Quant aux directives anticipées, désormais valables indéfiniment (sauf volonté contraire du patient), elles s’imposent au médecin « sauf en cas d’urgence vitale pendant le temps nécessaire à une évaluation complète de la situation et lorsqu’elles apparaissent manifestement inappropriées ou non conformes à la situation médicale » (article 8). De même, le médecin peut s’opposer à l’application des directives anticipées s’il les juge « manifestement inappropriées ou non conformes à la situation médicale du patient ». La décision de refus est prise « à l’issue d’une procédure collégiale définie par voie réglementaire et est inscrite au dossier médical ». La personne de confiance ou la famille en sont informées.

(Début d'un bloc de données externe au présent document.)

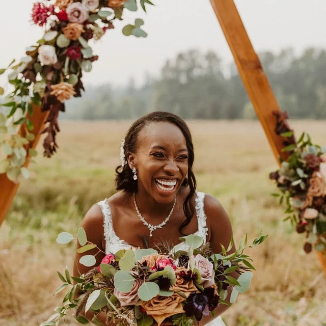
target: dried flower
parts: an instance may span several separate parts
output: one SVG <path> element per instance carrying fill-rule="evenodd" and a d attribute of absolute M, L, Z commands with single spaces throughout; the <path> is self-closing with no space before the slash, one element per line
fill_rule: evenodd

Un décret d’application doit encore fixer le modèle du document où figurent les directives anticipées, ainsi que les conditions de la création d’un registre national des directives anticipées.
A noter également que la formation initiale et continue des médecins, pharmaciens, infirmiers notamment doit prévoir, selon la loi, un enseignement sur les soins palliatifs (article 1).
Fin de vie : bientôt une clause de conscience pour le pharmacien ?
Le pharmacien peut-il faire valoir une clause de conscience lorsqu’il doit délivrer un médicament susceptible d’intervenir dans le cadre de la fin de vie d’un patient ? Pas pour l’instant. Mais l’ordre des pharmaciens envisage cette possibilité. « J’ambitionne de faire bouger les lignes sur cette question difficile, indique Isabelle Adenot, présidente du Conseil national de l’Ordre, dans un entretien au Moniteur des pharmacies daté du 11 octobre 2014. Il ne s’agit pas de laisser un patient sans soins pharmaceutiques mais de l’adresser à un confrère, si on ne veut pas, pour des raisons de conscience, le prendre en charge ».
Un désaccord avec le médecin
Il s’agit en particulier de l’exécution d’une ordonnance instaurant une sédation profonde jusqu’au décès, en phase terminale ou en cas de demande du patient lui-même. « Les pharmaciens sont de plus en plus amenés à travailler en coordination avec médecins et infirmières au domicile du patient, souligne Jean-Philippe Delsart, président de l’association française des pharmaciens catholiques (AFPC). Dans ce cadre, si un pharmacien constate qu’il y a des risques de dérapage, qu’un médecin veut accélérer le cours des choses, il doit bénéficier d’une objection de conscience et dire qu’il n’est pas d’accord pour délivrer tel ou tel médicament. » Ce droit de retrait, évoqué au nom de la morale personnelle ou pour des motifs religieux, se distinguerait du refus de délivrance auquel peuvent avoir recours les pharmaciens lorsqu’ils jugent une ordonnance litigieuse. Ils peuvent refuser la dispensation de médicaments, après échange avec le médecin et en le prévenant de cette décision, au motif du caractère dangereux de la prescription pour le patient.